ALLOWED_HOSTS = ['your-external-ip', 'your-domain.com']
Now that you’ve configured ALLOWED_HOSTS, start the development server:
python3 manage.py runserver 0.0.0.0:8000
This starts the Django development server on port 8000, listening on all network interfaces.
Open a web browser on your local machine and navigate to:
http://<YOUR_VM_EXTERNAL_IP>:8000
Replace <YOUR_VM_EXTERNAL_IP> with the public IP address of your GCP VM.
You should see the Django welcome page with the message “The install worked successfully!”:
Django welcome page
This section demonstrates that Django’s application routing and view rendering work correctly by creating a simple app with a custom view.
Press Ctrl + C in your terminal to stop the Django development server.
Within your Django project directory, create a new app named hello:
python3 manage.py startapp hello
This generates the following directory structure with files for views, models, configuration, and more:
hello/
├── admin.py
├── apps.py
├── models.py
├── tests.py
├── views.py
└── urls.py
Edit hello/views.py and replace the entire file with:
from django.http import HttpResponse
def home(request):
return HttpResponse("<h1>Hello, Django on Arm!</h1>")
This simple view function returns a basic HTML message as an HTTP response.
Create a new file hello/urls.py:
from django.urls import path
from . import views
urlpatterns = [
path('', views.home, name='home'),
]
This maps the root URL path to your home() view function.
Edit myproject/urls.py to include the hello app’s URLs:
"""myproject URL Configuration
The `urlpatterns` list routes URLs to views. For more information please see:
https://docs.djangoproject.com/en/3.2/topics/http/urls/
Examples:
Function views
1. Add an import: from my_app import views
2. Add a URL to urlpatterns: path('', views.home, name='home')
Class-based views
1. Add an import: from other_app.views import Home
2. Add a URL to urlpatterns: path('', Home.as_view(), name='home')
Including another URLconf
1. Import the include() function: from django.urls import include, path
2. Add a URL to urlpatterns: path('blog/', include('blog.urls'))
"""
from django.contrib import admin
from django.urls import path, include
urlpatterns = [
path('admin/', admin.site.urls),
path('', include('hello.urls')),
]
This tells Django to route the root path to your hello app.

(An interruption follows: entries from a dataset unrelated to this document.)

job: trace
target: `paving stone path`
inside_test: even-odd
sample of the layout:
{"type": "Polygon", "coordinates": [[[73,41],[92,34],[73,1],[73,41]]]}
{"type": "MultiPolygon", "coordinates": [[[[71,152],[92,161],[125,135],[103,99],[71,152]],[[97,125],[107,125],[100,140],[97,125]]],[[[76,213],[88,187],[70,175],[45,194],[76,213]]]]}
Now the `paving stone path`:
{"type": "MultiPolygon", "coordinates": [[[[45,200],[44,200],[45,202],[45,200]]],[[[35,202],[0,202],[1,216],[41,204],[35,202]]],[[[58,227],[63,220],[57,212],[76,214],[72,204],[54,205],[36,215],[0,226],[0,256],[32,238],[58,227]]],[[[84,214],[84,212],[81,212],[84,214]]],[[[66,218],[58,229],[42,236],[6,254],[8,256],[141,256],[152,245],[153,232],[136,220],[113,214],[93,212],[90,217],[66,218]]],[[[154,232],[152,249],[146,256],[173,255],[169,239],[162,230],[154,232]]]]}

Django needs to know about your new app. Edit myproject/settings.py and add 'hello' to the INSTALLED_APPS list:
INSTALLED_APPS = [
'django.contrib.admin',
'django.contrib.auth',
'django.contrib.contenttypes',
'django.contrib.sessions',
'django.contrib.messages',
'django.contrib.staticfiles',
'hello',
]
Restart the Django development server:
python3 manage.py runserver 0.0.0.0:8000
Open your browser and navigate to:
http://<YOUR_VM_EXTERNAL_IP>:8000
You should now see your custom message displayed:
Django custom app
You’ve successfully verified that Django is installed and working on your Arm-based VM. Your application can serve web requests, handle routing, and render custom views. Great job, you’re ready to benchmark your Django application!